2. Lyme Disease (Lyme disease) Refer to the chapter on spirochetal diseases. It is named Lyme disease because many cases occurred in the town of Lyme in the northeastern United States. Epidemiological observations of adult cases have been reported in the Hailin Liang forest area of Heilongjiang Province, China. Caused by the tick-borne spirochete (Borrelia burgdorferi), this disease manifests as a multisystem disorder, including transient acute arthritis, with symptoms resembling rheumatoid arthritis, wind-dampness heat, pestilential mononucleosis, aseptic meningitis, and viral hepatitis, requiring differential diagnosis. A history of tick bites is common. Typical small red papules often appear on the back, armpits, thighs, or buttocks, gradually expanding into annular rings with central pallor, which may develop blisters or necrosis. Systemic symptoms include malaise, fatigue, frequent shivering, fever, intermittent headache, as well as myalgia, back pain, neck stiffness, nausea, vomiting, and non-exudative pharyngitis. Occasionally, abdominal pain and facial nerve paralysis, among other central nervous system complications, may occur. The rash may persist for days to weeks, followed by arthritis and encephalopathy. The arthritis is oligoarticular, mostly involving the knees, and antinuclear antibodies are often negative. About half of the patients exhibit elevated erythrocyte sedimentation rate and serum IgM levels.

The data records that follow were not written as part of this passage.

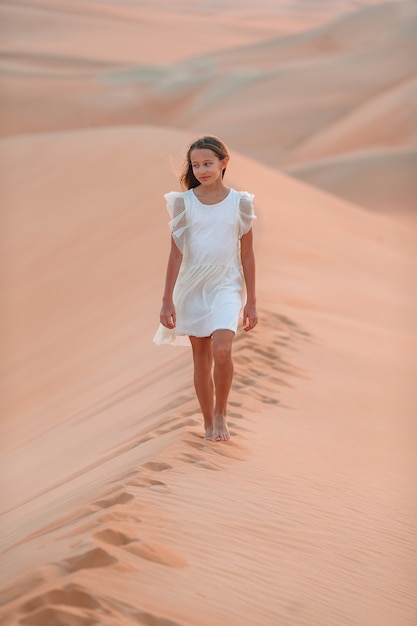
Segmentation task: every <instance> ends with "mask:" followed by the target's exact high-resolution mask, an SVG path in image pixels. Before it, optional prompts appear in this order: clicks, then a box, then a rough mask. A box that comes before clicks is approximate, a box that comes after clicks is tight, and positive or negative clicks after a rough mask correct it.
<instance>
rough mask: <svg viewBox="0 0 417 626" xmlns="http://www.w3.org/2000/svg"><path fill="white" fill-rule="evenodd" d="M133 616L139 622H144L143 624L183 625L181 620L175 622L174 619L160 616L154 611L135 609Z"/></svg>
mask: <svg viewBox="0 0 417 626" xmlns="http://www.w3.org/2000/svg"><path fill="white" fill-rule="evenodd" d="M132 617H134V619H136V618H137V622H138V624H143V626H183V625H182V624H180V623H179V622H174V621H173V620H172V619H167V618H166V617H158V616H157V615H154V614H153V613H147V612H145V611H135V613H134V615H132Z"/></svg>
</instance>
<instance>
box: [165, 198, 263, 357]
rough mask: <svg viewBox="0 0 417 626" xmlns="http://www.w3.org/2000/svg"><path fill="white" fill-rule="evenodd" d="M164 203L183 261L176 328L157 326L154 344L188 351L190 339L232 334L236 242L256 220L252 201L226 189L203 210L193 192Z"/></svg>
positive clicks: (238, 300) (177, 283) (179, 282)
mask: <svg viewBox="0 0 417 626" xmlns="http://www.w3.org/2000/svg"><path fill="white" fill-rule="evenodd" d="M164 197H165V199H166V201H167V210H168V213H169V215H170V217H171V221H170V222H169V226H170V229H171V233H172V237H173V239H174V241H175V244H176V245H177V247H178V249H179V250H180V252H181V253H182V255H183V258H182V263H181V267H180V271H179V274H178V277H177V281H176V283H175V288H174V292H173V301H174V306H175V309H176V316H177V322H176V328H174V329H169V328H166V327H165V326H162V324H160V326H159V328H158V330H157V332H156V334H155V336H154V338H153V341H154V342H155V343H156V344H157V345H162V344H172V345H190V341H189V336H190V335H191V336H194V337H209V336H211V334H212V333H213V332H214V331H215V330H221V329H229V330H232V331H233V332H236V330H237V327H238V323H239V315H240V311H241V310H242V307H243V304H244V302H243V298H244V279H243V271H242V266H241V261H240V238H241V237H242V235H245V234H246V233H247V232H249V230H250V228H251V226H252V222H253V220H254V219H256V216H255V213H254V208H253V204H252V201H253V198H254V195H253V194H250V193H248V192H246V191H236V190H235V189H230V191H229V193H228V195H227V196H226V198H225V199H224V200H222V201H221V202H218V203H217V204H203V203H202V202H200V200H199V199H198V198H197V196H196V194H195V193H194V191H193V189H189V190H188V191H185V192H176V191H171V192H170V193H167V194H165V196H164Z"/></svg>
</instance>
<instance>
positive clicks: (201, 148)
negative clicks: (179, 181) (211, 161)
mask: <svg viewBox="0 0 417 626" xmlns="http://www.w3.org/2000/svg"><path fill="white" fill-rule="evenodd" d="M202 148H203V149H206V150H211V151H212V152H214V154H215V155H216V156H217V157H218V158H219V159H220V161H223V159H225V158H226V157H228V156H229V151H228V149H227V146H226V144H224V143H223V141H221V139H219V138H218V137H214V136H206V137H201V138H200V139H197V140H196V141H193V143H192V144H191V146H190V147H189V148H188V151H187V156H186V159H185V163H184V169H183V172H182V174H181V178H180V182H181V185H182V187H183V188H184V189H194V188H195V187H198V186H199V185H201V183H200V182H199V181H198V180H197V179H196V177H195V176H194V173H193V166H192V165H191V153H192V151H193V150H201V149H202ZM225 171H226V168H224V170H223V171H222V178H223V177H224V173H225Z"/></svg>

Diagnosis primarily relies on the typical presentation of early-stage rash, detection of the pathogen from the patient's blood, skin, or cerebrospinal fluid, and serological antibody testing to confirm the disease. Early treatment with penicillin can alleviate joint symptoms. For those allergic to penicillin, erythromycin may be used. To prevent complications, the treatment course should last about 2 weeks or longer.